Dom Tolentino Mendonça recordou o 40º aniversário da tentativa de assassinato de João Paulo II em 13 de maio de 1981 na praça de São Pedro, no Vaticano.
Depois, dirigiu-se aos jovens portugueses, que se preparam para acolher a próxima Jornada Mundial da Juventude em Lisboa em 2023.
“Em especial aos jovens, e aos jovens portugueses que se preparam para acolher em 2023 as Jornadas Mundiais da Juventude, eu quero dizer a partir de Fátima: em vez de ter medo, tenham sonhos. Descubram que Deus é aliado dos vossos sonhos mais belos. Ousem sonhar um mundo melhor. Sintam que o futuro depende da qualidade e da consistência dos vossos sonhos”, disse o cardeal.
Concluindo sua reflexão, o cardeal afirmou: “Os maiores momentos de crise foram superados infundindo uma alma nova, propondo caminhos de transformação interior e de reconstrução espiritual da nossa vida comum. É essa a mensagem de Fátima, naquele longínquo 1917, com o mundo mergulhado na primeira guerra química da história e uma das que maior mortandade infligiu. O que é que a Virgem pediu à humanidade, através dos pastorinhos? Oração, penitência e conversão, isto é, meios concretos de reconstrução interior”.
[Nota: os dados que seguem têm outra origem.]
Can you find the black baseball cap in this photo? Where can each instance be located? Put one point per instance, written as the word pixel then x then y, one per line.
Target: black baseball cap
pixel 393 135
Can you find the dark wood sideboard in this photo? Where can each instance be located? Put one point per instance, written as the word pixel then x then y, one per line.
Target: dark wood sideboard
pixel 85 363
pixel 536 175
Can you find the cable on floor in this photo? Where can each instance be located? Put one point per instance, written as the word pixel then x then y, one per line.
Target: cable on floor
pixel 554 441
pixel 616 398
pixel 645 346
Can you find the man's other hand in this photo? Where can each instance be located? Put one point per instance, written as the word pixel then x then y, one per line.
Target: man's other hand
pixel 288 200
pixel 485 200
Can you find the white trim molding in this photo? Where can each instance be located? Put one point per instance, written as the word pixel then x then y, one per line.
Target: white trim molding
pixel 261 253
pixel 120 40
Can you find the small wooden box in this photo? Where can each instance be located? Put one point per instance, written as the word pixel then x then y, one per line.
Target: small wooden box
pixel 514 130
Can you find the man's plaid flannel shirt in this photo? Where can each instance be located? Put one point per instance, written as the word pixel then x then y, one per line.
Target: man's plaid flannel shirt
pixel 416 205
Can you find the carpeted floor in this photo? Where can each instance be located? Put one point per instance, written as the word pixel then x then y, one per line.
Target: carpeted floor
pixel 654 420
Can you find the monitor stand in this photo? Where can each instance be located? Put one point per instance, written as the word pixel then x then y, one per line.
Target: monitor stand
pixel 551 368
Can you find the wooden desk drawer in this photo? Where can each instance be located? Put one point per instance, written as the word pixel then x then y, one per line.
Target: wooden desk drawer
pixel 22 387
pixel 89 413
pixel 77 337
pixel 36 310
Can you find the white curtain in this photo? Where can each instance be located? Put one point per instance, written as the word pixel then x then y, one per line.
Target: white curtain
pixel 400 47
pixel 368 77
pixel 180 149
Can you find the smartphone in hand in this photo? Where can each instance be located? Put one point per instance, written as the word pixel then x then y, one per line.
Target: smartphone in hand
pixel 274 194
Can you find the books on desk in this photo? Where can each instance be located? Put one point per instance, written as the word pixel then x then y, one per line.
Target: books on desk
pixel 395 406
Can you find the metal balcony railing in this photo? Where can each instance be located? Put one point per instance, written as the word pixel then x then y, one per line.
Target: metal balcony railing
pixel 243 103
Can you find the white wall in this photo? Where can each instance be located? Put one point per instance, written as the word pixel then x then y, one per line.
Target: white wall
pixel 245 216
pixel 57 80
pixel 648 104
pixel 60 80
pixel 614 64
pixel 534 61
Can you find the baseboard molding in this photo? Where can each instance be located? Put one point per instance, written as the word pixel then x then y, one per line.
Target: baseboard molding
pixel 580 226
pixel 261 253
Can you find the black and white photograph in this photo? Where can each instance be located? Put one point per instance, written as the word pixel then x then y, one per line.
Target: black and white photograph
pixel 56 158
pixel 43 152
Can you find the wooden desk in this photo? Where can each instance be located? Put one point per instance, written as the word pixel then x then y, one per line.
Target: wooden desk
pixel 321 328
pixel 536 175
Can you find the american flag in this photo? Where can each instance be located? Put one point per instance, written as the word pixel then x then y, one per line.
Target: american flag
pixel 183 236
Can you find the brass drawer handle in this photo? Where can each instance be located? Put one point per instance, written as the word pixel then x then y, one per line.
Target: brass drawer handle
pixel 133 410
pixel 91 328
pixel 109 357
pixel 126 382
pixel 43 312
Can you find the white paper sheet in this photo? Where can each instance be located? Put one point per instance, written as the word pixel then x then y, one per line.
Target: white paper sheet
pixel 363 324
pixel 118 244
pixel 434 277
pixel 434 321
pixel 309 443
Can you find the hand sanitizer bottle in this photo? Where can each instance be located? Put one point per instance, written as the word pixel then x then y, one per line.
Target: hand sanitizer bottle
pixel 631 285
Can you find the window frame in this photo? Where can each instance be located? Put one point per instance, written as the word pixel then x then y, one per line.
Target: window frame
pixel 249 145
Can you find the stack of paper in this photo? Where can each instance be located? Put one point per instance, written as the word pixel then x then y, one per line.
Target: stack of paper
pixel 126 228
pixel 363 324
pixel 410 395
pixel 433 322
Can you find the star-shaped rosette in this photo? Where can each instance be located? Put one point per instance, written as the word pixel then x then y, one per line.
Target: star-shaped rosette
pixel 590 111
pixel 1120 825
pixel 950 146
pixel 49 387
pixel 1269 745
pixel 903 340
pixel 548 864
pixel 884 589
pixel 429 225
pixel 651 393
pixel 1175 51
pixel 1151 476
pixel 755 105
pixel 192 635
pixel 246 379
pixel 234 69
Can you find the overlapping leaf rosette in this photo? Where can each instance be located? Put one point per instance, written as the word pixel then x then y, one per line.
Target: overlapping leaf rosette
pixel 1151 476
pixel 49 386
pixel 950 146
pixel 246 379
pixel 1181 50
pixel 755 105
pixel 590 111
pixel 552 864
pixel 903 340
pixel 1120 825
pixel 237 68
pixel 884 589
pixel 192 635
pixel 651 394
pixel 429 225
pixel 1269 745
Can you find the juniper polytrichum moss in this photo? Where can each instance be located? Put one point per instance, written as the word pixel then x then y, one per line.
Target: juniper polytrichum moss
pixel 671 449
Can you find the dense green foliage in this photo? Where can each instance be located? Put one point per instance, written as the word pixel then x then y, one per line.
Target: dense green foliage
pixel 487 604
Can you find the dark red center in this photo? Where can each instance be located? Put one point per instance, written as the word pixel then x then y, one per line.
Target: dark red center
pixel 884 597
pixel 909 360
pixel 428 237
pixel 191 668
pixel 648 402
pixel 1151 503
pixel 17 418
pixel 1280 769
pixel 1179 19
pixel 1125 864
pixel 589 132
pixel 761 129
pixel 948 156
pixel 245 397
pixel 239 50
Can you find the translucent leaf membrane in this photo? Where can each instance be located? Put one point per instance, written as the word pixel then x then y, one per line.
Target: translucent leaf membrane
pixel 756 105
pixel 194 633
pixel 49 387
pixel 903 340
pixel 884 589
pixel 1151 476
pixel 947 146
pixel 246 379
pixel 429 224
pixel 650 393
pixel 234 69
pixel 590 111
Dizendo aos peregrinos que não apenas se considerava “próximo de todos, mas verdadeiramente um de vós”, o cardeal português que presidiu pela primeira vez uma peregrinação internacional afirmou: “A Fátima, nós peregrinos, chegamos sempre de mãos vazias. Mas de Fátima levamos, acordado dentro de nós, um sonho. Fátima ensina, assim, como se ilumina um mundo que está às escuras. Seja o pequeno mundo do nosso coração, seja o coração do vasto mundo”.
“Obrigado, Senhora, por fazeres deste lugar uma alavanca da nossa humanidade. Um laboratório sem portas nem muros, sempre aberto para a esperança!”, concluiu o Cardeal Mendonça.